The revelation yesterday that there was a major security problem with Uplay's browser plug-in has forced the publisher into action. In fact, the issue was solved yesterday and there is now a patch that plugs the security hole.
"Hi everyone,
We have released a new patch for Uplay PC, which will update your client to version 2.0.4. This patch corrects a flaw in the browser plug-in that was brought to our attention earlier today. We recommend that you update your Uplay PC following the instructions below. We're sorry for the inconvenience this has caused.
The situation:
The browser plug-in that we used to launch the application through uplay.com was able to take command line arguments that developers used to launch their games while they're being made. This weakness could allow the application to specify any executable to run, rather than just a game. This means it was possible to launch another program on the machine.
Corrective measures:
The issue was brought to our attention early Monday morning and we had a fix into our QC department an hour and a half later.

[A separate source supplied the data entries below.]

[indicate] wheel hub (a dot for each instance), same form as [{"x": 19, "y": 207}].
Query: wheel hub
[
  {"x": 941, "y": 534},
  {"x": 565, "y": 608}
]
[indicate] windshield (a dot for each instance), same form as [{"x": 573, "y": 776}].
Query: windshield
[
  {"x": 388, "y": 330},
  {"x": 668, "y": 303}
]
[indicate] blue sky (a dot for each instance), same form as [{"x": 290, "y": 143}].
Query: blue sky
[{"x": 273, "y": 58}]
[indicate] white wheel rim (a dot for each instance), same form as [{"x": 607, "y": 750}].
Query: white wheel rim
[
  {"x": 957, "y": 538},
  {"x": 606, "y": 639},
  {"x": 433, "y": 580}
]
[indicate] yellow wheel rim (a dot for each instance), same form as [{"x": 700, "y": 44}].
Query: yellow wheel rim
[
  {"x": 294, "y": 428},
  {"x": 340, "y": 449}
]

An automatic patch was launched that fixes the browser plug-in so that it will only open the Uplay application. Ubisoft takes security issues very seriously, and we will continue to monitor all reports of vulnerabilities within our software and take swift action to resolve such issues.
Patching:
To update your Uplay client and apply the patch:
1. Close any open web browsers (Internet Explorer, Firefox, Chrome, Opera, etc.). If the web browser is open during the patch it will need to be restarted once the Uplay client ah.
2. Launch the Uplay PC client. The Uplay PC client update will start automatically."